I've been sitting on this for a while because it's a tough piece to fully grasp.
Quote:
Love's best a past tense romance. Remember that.
Any ember fanned expands dreadfully; potential to entrance;
Damned.
|
I really liked what you did with bits of assonance here. The long vowels over and over again set a tone. I understand what you were going for, meaning-wise, but the wording wasn't as crisp as it could have been, and the metaphorical imagery felt a bit one-off on the "ember" line. You never went back to it, so it because it's own thing, a half-life image that had the potential to be more.
Quote:
A collapse as elegant as ever, scrap the leavening,
enhancing reverie like youth face against a window pane.
Vindicate your instincts. Stay in sync with the cyclic trite-ness.

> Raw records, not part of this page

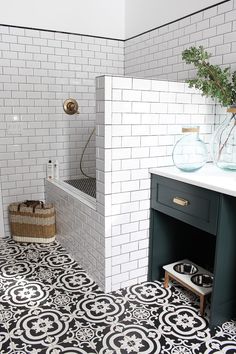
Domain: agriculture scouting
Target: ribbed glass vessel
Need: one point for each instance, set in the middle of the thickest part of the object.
(190, 152)
(223, 144)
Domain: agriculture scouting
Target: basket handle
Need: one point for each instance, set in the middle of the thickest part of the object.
(32, 203)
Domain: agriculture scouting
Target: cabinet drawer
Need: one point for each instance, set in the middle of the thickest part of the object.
(193, 205)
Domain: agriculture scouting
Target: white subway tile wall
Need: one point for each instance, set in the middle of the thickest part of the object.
(80, 229)
(38, 71)
(137, 135)
(157, 54)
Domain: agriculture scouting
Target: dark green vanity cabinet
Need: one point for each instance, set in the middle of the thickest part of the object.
(190, 222)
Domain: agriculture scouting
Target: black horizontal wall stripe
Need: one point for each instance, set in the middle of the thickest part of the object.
(179, 19)
(117, 39)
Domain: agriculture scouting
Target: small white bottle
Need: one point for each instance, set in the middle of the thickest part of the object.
(56, 169)
(50, 169)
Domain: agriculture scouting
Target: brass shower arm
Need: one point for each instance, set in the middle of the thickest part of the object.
(71, 106)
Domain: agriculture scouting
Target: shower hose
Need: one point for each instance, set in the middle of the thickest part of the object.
(82, 155)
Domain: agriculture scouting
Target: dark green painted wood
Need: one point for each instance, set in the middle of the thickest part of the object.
(202, 210)
(174, 237)
(174, 240)
(223, 305)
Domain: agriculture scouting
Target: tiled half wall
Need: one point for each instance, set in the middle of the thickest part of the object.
(138, 122)
(38, 71)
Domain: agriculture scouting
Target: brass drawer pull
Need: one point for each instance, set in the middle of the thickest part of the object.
(180, 201)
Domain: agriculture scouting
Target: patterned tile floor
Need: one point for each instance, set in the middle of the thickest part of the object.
(49, 305)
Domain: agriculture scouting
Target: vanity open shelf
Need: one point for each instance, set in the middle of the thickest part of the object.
(195, 220)
(194, 278)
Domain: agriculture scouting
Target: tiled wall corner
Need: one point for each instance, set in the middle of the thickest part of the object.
(137, 132)
(157, 54)
(39, 70)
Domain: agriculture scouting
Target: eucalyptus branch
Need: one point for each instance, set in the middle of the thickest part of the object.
(212, 80)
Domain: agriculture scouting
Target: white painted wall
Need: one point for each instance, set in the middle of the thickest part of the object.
(143, 15)
(103, 18)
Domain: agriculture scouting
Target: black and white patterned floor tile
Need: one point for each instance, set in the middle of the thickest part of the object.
(49, 305)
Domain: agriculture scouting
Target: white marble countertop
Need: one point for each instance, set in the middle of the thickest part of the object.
(209, 177)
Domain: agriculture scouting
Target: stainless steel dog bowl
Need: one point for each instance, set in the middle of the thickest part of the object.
(204, 280)
(185, 268)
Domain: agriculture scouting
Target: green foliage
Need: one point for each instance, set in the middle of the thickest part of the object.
(212, 80)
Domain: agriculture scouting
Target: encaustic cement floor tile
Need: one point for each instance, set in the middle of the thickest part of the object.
(49, 305)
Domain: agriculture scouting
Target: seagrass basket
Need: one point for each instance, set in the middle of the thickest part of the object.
(32, 221)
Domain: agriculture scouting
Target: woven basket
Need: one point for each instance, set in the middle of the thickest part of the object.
(32, 221)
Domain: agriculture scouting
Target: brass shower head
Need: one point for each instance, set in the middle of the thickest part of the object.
(71, 106)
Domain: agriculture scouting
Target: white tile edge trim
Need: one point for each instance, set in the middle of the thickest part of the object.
(82, 197)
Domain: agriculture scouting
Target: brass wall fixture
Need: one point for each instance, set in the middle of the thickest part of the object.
(71, 106)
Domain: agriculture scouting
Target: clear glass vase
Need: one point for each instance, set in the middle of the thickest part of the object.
(223, 144)
(190, 152)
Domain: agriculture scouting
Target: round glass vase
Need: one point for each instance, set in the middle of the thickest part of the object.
(223, 144)
(190, 152)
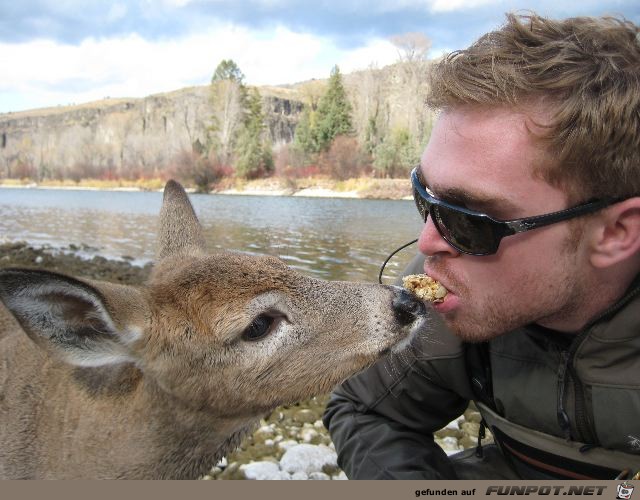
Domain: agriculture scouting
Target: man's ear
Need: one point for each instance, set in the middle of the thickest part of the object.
(86, 324)
(617, 236)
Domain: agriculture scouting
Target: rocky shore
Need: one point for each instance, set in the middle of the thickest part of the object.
(291, 443)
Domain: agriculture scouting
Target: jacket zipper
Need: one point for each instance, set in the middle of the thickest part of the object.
(563, 418)
(567, 372)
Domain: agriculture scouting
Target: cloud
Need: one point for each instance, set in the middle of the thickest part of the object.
(61, 51)
(131, 66)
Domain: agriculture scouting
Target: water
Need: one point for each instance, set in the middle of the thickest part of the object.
(330, 238)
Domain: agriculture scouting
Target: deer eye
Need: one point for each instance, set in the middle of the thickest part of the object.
(259, 328)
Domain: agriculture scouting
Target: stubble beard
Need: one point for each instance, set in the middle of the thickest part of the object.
(547, 302)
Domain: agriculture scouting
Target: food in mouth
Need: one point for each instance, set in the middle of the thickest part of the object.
(424, 287)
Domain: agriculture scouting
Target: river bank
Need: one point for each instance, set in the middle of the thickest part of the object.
(365, 188)
(290, 443)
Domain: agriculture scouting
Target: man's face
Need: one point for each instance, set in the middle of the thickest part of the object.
(485, 160)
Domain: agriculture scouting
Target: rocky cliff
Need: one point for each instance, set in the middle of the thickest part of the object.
(139, 137)
(123, 137)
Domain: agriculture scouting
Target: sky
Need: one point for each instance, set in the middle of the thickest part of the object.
(61, 52)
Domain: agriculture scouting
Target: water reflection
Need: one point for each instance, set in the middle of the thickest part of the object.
(340, 239)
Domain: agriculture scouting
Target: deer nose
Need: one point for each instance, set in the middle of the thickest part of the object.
(407, 308)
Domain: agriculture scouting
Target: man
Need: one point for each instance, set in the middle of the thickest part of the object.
(541, 325)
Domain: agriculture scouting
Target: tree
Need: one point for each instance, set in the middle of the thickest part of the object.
(253, 149)
(227, 69)
(333, 114)
(412, 47)
(228, 95)
(304, 137)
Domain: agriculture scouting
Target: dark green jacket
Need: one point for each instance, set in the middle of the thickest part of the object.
(583, 388)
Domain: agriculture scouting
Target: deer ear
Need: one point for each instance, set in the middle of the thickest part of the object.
(73, 319)
(180, 230)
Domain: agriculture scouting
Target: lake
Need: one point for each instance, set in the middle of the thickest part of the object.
(330, 238)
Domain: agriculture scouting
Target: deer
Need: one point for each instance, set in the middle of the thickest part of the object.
(109, 381)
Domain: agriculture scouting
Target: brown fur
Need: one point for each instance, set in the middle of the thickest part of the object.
(109, 381)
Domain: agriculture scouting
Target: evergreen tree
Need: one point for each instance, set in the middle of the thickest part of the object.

Her shimmering vibrance. Its guidance reaching at horizons.
(we'll sail to no avail).
|
This part also had some cool sounds and good words. "Leavening" and "reverie" were nice slant-rhymes. But your two end rhymes didn't work as well. And again, the wording was a bit off, particularly "like youth face against a window pane." There are a few really strong beginnings to metaphors that never come full circle.
Quote:
Such is life, a visceral vice grip.
Siphon substance from the Midas touch to ink wells.
Write a phrase. Scrap it, there's a devil in the details.
Better yet, split the hands webbings with epistles edge,
spread the fingers open, let them peel down the wrist in red.
|
Here's where the verse felt most focused on writing. Suddenly she became the words. But you missed the opportunity to draw the connection stronger by dropping the feminine wording. "Write a phrase. Scrap it, there's a devil in the details" is the best line of the verse.
Quote:
Never bring her hell until it settles back to embers men.
repeat
|
I didn't like this finish because it felt disconnected from the five lines quoted above. Again, you ditched the female imagery for a bit, wrote the strongest section of the verse and came back to the female imagery to close it. But at this point, it didn't make sense any more. Also, I'm not sure what "embers men" means.
This verse was interesting but sort of all over the place, which itself is interesting because it's so short. I like the attempt to go deeper, but streamlining abstractions (as paradoxical and oxymoronic as that sounds) is important in writing coherently.